‘The archetypal empty bottle which only becomes visible when it’s filled by a role…’
Like every one of my generation, I grew up on Robert De Niro movies. Taxi Driver, The Deer Hunter, Goodfellas, Casino, Heat, Jackie Brown, Meet the Parents, Analyse This – all of these titles were films that I watched over and over throughout my adolescence and early twenties. So, when I happened upon John Baxter’s biography of the great man in a charity shop, I acted accordingly…

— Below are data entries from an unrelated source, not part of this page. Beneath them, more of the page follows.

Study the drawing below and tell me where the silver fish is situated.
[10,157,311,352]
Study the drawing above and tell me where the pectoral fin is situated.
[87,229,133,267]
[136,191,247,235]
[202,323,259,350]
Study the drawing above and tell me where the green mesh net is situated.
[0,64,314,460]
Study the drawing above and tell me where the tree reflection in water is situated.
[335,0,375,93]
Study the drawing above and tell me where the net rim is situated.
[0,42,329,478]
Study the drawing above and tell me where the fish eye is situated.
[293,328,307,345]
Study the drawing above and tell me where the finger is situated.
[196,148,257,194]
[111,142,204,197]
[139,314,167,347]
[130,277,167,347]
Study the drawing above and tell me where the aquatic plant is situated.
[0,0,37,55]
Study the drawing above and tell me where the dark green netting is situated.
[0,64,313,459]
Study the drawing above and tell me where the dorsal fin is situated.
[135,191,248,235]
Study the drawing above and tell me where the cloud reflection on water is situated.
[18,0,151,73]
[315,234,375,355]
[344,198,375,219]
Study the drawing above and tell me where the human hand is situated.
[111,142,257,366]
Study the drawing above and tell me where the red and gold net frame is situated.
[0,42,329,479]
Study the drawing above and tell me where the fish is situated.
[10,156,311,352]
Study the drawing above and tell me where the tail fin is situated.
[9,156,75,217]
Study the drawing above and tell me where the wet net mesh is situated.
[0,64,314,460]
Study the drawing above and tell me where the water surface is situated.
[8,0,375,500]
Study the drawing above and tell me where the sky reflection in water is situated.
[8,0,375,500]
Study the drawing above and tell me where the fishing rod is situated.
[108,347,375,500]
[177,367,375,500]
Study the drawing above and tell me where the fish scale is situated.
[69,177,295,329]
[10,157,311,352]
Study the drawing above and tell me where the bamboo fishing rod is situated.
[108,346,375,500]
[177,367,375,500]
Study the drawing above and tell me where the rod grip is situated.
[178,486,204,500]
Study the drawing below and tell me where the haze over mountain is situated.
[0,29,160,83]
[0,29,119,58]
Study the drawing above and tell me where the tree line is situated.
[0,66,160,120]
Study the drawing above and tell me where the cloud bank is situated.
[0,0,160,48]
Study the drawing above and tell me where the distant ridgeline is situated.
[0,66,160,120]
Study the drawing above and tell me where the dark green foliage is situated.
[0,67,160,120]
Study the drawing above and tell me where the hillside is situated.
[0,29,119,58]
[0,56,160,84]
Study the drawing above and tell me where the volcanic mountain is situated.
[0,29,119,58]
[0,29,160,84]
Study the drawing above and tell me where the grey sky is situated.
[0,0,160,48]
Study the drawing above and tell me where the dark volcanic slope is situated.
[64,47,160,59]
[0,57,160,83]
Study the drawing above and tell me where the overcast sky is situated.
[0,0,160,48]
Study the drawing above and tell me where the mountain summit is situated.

De Niro – A Biography charts the life of the Italian-American actor from his early days growing up in Tribeca, New York through to his later career in comedies and second-rate gangster flicks. The twist here is that Baxter seems ambivalent at best and hostile at worst towards his subject matter. His biography often reads like a takedown rather than a homage, but having said that, a biography needn’t be gushing, but it should be insightful. And on that score, Baxter succeeds. De Niro’s fascinating childhood is covered in depth, as is his tumultuous love life and notorious shyness. But it is the passages in which Baxter is able to espouse his love for movies and his knowledge on the subject of cinema in which this biography really shines. For all his reticence to praise De Niro, Baxter does give credit where it is due, and while he is a little too scathing about De Niro’s later career, the summation of his subject’s heyday is both fascinating and justified.
I went into De Niro – A Biography with fairly low expectations. Reviews were mixed. In the end, I found it a breezy and compelling romp through the life of one of cinema’s greatest enigmas. Well worth a look for any De Niro enthusiasts.